Recipe for 10 Tartlets
Tartlet Dough
Ingredients
- Butter 100g
- Icing Sugar 60g
- Flour 220g
- Starch 10g
- Salt 1.5g
- Water 20ml
Method
- Soften the butter, add the icing sugar followed by the dry ingredients, last the water. Once obtained a smooth dough, roll out in between two plastic sheets on 2.5cm height. Freeze. Cut bands of 2cm and line the round tart rings Ø 7cm.
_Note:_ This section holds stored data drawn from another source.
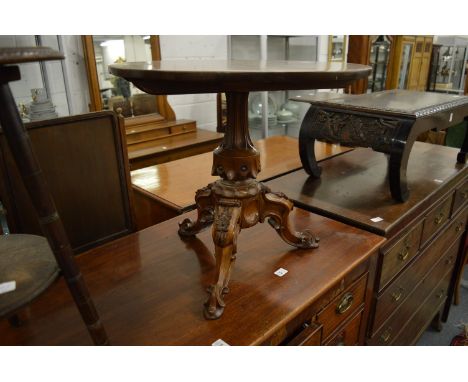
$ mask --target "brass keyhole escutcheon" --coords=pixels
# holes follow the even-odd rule
[[[385,332],[382,333],[382,335],[380,336],[380,339],[383,341],[383,342],[388,342],[388,340],[390,339],[392,335],[392,328],[387,328],[385,330]]]
[[[343,314],[353,305],[354,296],[352,293],[346,293],[336,307],[336,313]]]
[[[458,223],[457,226],[455,227],[455,232],[460,232],[462,228],[463,228],[463,222]]]
[[[405,290],[403,288],[398,288],[398,292],[394,292],[392,293],[392,298],[393,298],[393,301],[397,302],[398,300],[401,299],[401,297],[403,296],[403,292]]]
[[[436,297],[437,298],[442,298],[445,296],[445,290],[444,289],[441,289],[439,293],[437,293]]]

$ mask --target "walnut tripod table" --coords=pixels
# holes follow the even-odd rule
[[[298,248],[318,246],[309,231],[288,225],[293,203],[256,181],[260,155],[248,129],[249,91],[339,88],[366,77],[370,68],[354,64],[294,61],[153,61],[111,65],[110,72],[151,94],[226,93],[228,127],[213,153],[212,175],[220,180],[197,191],[197,220],[180,223],[179,234],[192,236],[213,225],[216,280],[205,303],[207,319],[224,311],[224,295],[242,229],[268,220],[281,238]],[[281,155],[281,153],[278,153]]]

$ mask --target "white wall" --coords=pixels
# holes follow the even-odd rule
[[[161,59],[226,59],[227,36],[160,36]],[[216,94],[169,96],[178,119],[193,119],[199,129],[216,130]]]
[[[83,48],[80,36],[61,36],[65,60],[63,65],[67,73],[70,89],[70,105],[67,105],[64,76],[60,61],[46,62],[50,97],[59,116],[81,114],[89,111],[89,90],[84,65]],[[58,50],[57,36],[42,36],[42,44]],[[34,36],[0,36],[0,47],[35,46]],[[10,83],[17,103],[32,102],[31,89],[42,88],[40,66],[37,62],[21,64],[21,80]]]

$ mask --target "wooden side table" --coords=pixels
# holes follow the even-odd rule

Bake for 15 minutes at 150°C. Once cooled down, brush the inside with melted cacao butter.
Melon Sponge
Ingredients
- Ravifruit Melon Puree 200g
- Egg Whites 100g
- Dried Egg White Powder 5g
- Sugar 50g
- Flour 130g
- Baking Powder 4g
Method
- Whip up the RAVIFRUIT melon purée, egg whites, dried egg white powder and sugar till a strong meringue. Mix in the flour and baking powder. Spread out on a 60×40 baking mat. Bake at 165°C for 8 minutes. After cooling down, cut rectangles and place in the tarts.
Melon & Basil Cream
Ingredients
- Infused Melon Puree 500g
- NH Pectin 8g
- Agar Agar 2g
- Sugar 30g
- Ice-Cream Stabilizer 2.5g
- Butter 60g
- Fresh Basil Leaves 50g
Method
- Heat up the infused melon purée till 40°C and add sugar, pectin,agar agar and stabilizer mixture. Bring to boil and cool down to 35°C. Blend in the butter. Set aside to cool down. Once cooled down, blend in 50g of fresh basil leaves. Fill the tarts with the cream.
Infused Melon Puree
Ingredients
- Ravifruit Melon Puree 1000g
- Fresh Basil Leaves 40g
Method
- Infuse for 24 hours and strain.
Melon Chantilly
Ingredients
- Melon Gel 350g
- Whipped Cream 100g
Method
- Mix together and place on top of the tarts. Freeze
Melon Gel
Ingredients
- Infused Melon Puree* 1000g
- Modified Starch 80g
Method
- Blend together till smooth gel.
Apricot Glazing
Ingredients
- Ravifruit Apricot Puree 425g
- Glucose 130g
- NH Pectin 9g
- Sugar 130g
- Sorbet Stabilizer 5g
- Water 220ml
- Lemon Juice 20g
Method
- Heat up the apricot purée with the glucose, lemon juice and water to 40°C. Make a premix of the pectin, sugar and sorbet stabilizer. Add to the purée, glucose, lemon juice and water. Mix both together and bring to boil. Cool down and rest minimum 4 hours. Dip the tartlets when the glazing is at 33°C.